One thing that’s interesting is the return of a lot of riders to four-stroke machinery in the MX2 division. Arbon, Crawford and Caleb Ward have all stated they’re running the four-bangers and we’ll see the introduction of a Kawasaki-mounted team featuring Matt Ryan and Dylan Leary. Plenty of other riders have signalled their intention to move back to four-strokes so it will be interesting to see how it plays out.
Canada adopted similar rules to Australia with limited modifications allowed to two-strokes in the MX2 class. The only real difference there is that a rider must stay on the same style of bike on which they start the series — ie, there’s no horses for courses or swapping bikes to suit the track: all the good guys on the same bike in the same class.

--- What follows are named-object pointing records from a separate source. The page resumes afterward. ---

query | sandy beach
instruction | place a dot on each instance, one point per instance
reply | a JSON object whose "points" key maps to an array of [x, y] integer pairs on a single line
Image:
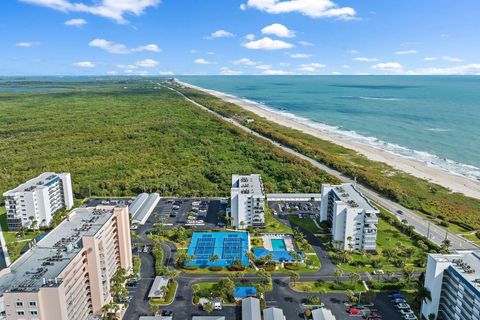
{"points": [[416, 168]]}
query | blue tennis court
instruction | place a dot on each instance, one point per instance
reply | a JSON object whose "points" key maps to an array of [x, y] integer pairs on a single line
{"points": [[228, 246]]}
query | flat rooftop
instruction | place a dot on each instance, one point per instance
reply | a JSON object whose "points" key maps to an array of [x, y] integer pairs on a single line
{"points": [[251, 184], [40, 181], [49, 257], [348, 194], [467, 263]]}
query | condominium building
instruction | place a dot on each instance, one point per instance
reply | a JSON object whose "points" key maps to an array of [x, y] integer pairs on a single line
{"points": [[37, 200], [352, 218], [67, 274], [247, 201], [454, 284]]}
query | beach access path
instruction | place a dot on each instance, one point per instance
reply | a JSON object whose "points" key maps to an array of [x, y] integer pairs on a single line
{"points": [[434, 232]]}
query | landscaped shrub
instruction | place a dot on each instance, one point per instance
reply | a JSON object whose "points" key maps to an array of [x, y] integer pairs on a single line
{"points": [[215, 268], [190, 268]]}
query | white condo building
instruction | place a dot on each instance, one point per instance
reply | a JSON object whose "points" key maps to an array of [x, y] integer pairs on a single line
{"points": [[247, 201], [454, 284], [352, 217], [38, 199]]}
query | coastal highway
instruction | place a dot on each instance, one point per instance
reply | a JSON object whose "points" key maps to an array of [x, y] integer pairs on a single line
{"points": [[434, 232]]}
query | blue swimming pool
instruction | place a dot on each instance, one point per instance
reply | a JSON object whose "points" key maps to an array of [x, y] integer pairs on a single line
{"points": [[227, 246], [278, 245]]}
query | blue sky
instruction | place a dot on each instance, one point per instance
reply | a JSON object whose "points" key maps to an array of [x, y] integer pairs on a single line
{"points": [[133, 37]]}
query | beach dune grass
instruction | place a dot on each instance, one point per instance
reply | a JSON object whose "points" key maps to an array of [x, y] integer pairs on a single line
{"points": [[432, 200]]}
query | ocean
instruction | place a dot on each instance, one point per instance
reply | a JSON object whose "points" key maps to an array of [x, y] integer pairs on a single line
{"points": [[433, 119]]}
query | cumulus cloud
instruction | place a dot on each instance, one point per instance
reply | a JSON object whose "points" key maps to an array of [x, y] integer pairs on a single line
{"points": [[451, 59], [271, 72], [404, 52], [311, 67], [84, 64], [220, 34], [26, 44], [365, 59], [202, 61], [267, 43], [300, 55], [111, 9], [75, 22], [227, 72], [147, 63], [245, 62], [278, 30], [306, 43], [389, 67], [310, 8], [119, 48]]}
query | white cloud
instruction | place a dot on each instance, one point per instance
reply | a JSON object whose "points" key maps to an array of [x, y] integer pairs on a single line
{"points": [[300, 55], [119, 48], [310, 8], [202, 61], [389, 67], [364, 59], [311, 67], [227, 72], [306, 43], [245, 62], [404, 52], [451, 59], [147, 63], [111, 9], [470, 69], [84, 64], [26, 44], [220, 34], [250, 37], [278, 30], [75, 22], [264, 67], [272, 72], [267, 44]]}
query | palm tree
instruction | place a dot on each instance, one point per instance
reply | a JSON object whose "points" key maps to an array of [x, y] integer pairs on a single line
{"points": [[294, 276], [214, 258], [337, 273]]}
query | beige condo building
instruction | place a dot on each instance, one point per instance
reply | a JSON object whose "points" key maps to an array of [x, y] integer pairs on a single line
{"points": [[67, 274]]}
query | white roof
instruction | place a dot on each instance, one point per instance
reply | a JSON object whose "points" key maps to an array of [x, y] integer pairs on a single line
{"points": [[156, 290], [322, 314], [251, 309], [273, 314]]}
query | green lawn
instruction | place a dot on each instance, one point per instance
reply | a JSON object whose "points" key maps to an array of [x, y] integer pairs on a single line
{"points": [[328, 286], [14, 243]]}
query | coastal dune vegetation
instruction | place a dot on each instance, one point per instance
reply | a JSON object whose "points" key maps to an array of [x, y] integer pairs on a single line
{"points": [[455, 211], [122, 137]]}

No RV. James Stewart serving a racing suspension for doping. Roczen changing teams. Reed and Millsaps returning from injury. Canard in awesome form.
The 2015 AMA Supercross championship is as open as it’s ever been, with no clear favourite. Neither Chad Reed nor James Stewart has finished an SX championship in a few seasons so they’ll need to find a way to make all 17 rounds while Stewart will need to work his way around the drug suspension to even front the start line at A1.
Two riders are really entering their prime and are the ones to watch. Roczen is on a roll and a rare talent. He’s the only person on the planet at the age of 20 who’s been able to master a 450 week in, week out, racing at the highest levels. Despite the change of brand, I think he must be the favourite entering the championship.
The other rider I think is ready to step up is Eli Tomac. The guy just might be the fastest rider in the world right now in the right conditions. He struggles when the conditions are super hard-pack and slippery, as they are in California, so if he can get out of the first few rounds in good shape I expect him to make a real run at the championship when it heads for the tackier dirt in the east.
My top five for the championship are Roczen, Tomac, Canard, Reed and Dungey. It’s also good to see a few Australians on the start line. Matt Moss is back over there and hitting up a few races while brother Jake and teammate Adam Monea are pencilled in for the first six rounds. Sunday afternoons are now officially a write-off until we get to Vegas.
I’m no Rhodes scholar and my English and grammar are hardly ready to claim the world’s greatest literary prize but, let me tell you, the next MX kid who thinks the plural of “you” is “use” — well, we’re going to have issues.
In the most damning evidence yet that riders and social media are no mix, the abuse of the English language has got the better of me and I’m about to explode. The plural of “What for you think of this?” isn’t “What do use think of this?” The correct use of the word “use” is, “The next time you post something on social media I’d use a tyre lever to beat you upside the head.”
So “What do you guys think of my bum whip?” is fine to post on your Instagram pic. “What do use think of my bum whip?” will see the writer cop a tyre lever.
I don’t make the rules; I just follow them.